Customer segmentation or clustering is useful in various ways. It could be used for targeted marketing. Sometimes when building predictive model, it’s more effective to cluster the data and build a separate predictive model for each cluster. In this post, we will segment customers based on their online behavior in an eCommerce web site.
The focus of this post is on solving a specific problem and interpret the results and not a broad overview of clustering techniques. We will use python scikit-learn machine learning library. The python implementation can be found in my open source project avenir.
Customer Online Behavior Data
Clustering or segmentation is a way of grouping data, such that all the data elements within a group are maximally similar to each other and minimally similar to data elements in other clusters, based on some measure of similarity. It’s an unsupervised machine learning technique.
Customers can be segmented along various aspects and dimensions. Our focus is on online behavior related customer data. Customers’s online behavior is captured through the following attributes.They are based on historical data collected over some time horizon
- Number of visits
- Average visit duration
- Hour of the visit
- Number of transactions
- Average amount spent per transaction
The data is generated with a python script which creates 3 clusters. Later on we will see if the clustering algorithm finds all the clusters and the quality of the result.

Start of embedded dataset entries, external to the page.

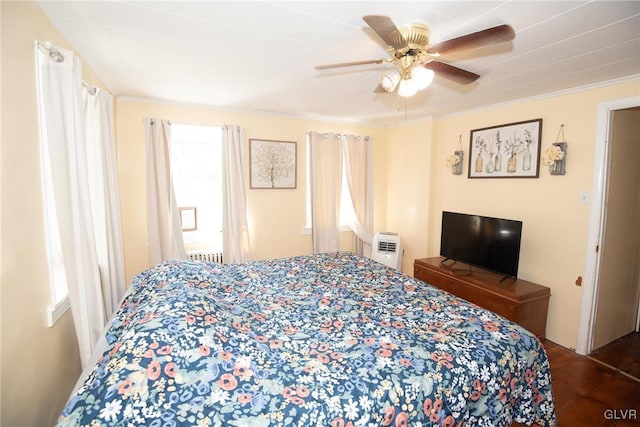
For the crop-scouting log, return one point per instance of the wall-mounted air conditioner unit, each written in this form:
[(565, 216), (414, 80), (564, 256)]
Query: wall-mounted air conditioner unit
[(387, 249)]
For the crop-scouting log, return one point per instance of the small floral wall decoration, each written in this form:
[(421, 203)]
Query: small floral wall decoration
[(506, 151)]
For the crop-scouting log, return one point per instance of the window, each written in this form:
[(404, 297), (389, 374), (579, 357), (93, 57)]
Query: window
[(196, 172), (346, 208), (57, 276)]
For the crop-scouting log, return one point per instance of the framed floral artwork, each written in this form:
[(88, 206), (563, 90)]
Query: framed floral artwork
[(272, 164), (511, 150)]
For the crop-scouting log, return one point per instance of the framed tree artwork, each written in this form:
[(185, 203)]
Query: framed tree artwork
[(272, 164), (506, 151)]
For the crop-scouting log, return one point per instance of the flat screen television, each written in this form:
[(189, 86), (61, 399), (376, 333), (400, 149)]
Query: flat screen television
[(485, 242)]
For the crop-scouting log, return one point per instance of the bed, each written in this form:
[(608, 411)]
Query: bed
[(321, 340)]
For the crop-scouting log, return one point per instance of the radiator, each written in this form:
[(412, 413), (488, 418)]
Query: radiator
[(206, 256)]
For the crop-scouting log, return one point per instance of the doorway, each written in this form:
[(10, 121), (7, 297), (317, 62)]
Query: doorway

Here is some sample input data.
1000016,22,9,3,13,335.976 1000017,22,11,3,14,366.891 1000018,14,12,2,7,239.211 1000019,4,25,3,1,120.155 1000020,4,29,3,2,54.039 1000021,18,12,2,9,309.805 1000022,18,21,1,7,99.919 1000023,9,19,3,4,380.363 1000024,16,14,2,9,378.058
The first field is the customer ID. Rest of the fields are as described earlier. The field hour of visit requires some explanation. A 24 hour time window is split into 4 sub windows, each sub window spanning 6 hours. The field contains index of the hour sub window e.g. 2 corresponds to 6 AM to 12 PM.
Do We Have Clusters
That’s is legitimate question to ask before we embark on actual clustering analysis. Any clustering algorithm will dutifully always find clusters when fed with data, whether the data has good quality clusters or not. But fortunately, there are some measures of cluster quality which can be used to validate the results.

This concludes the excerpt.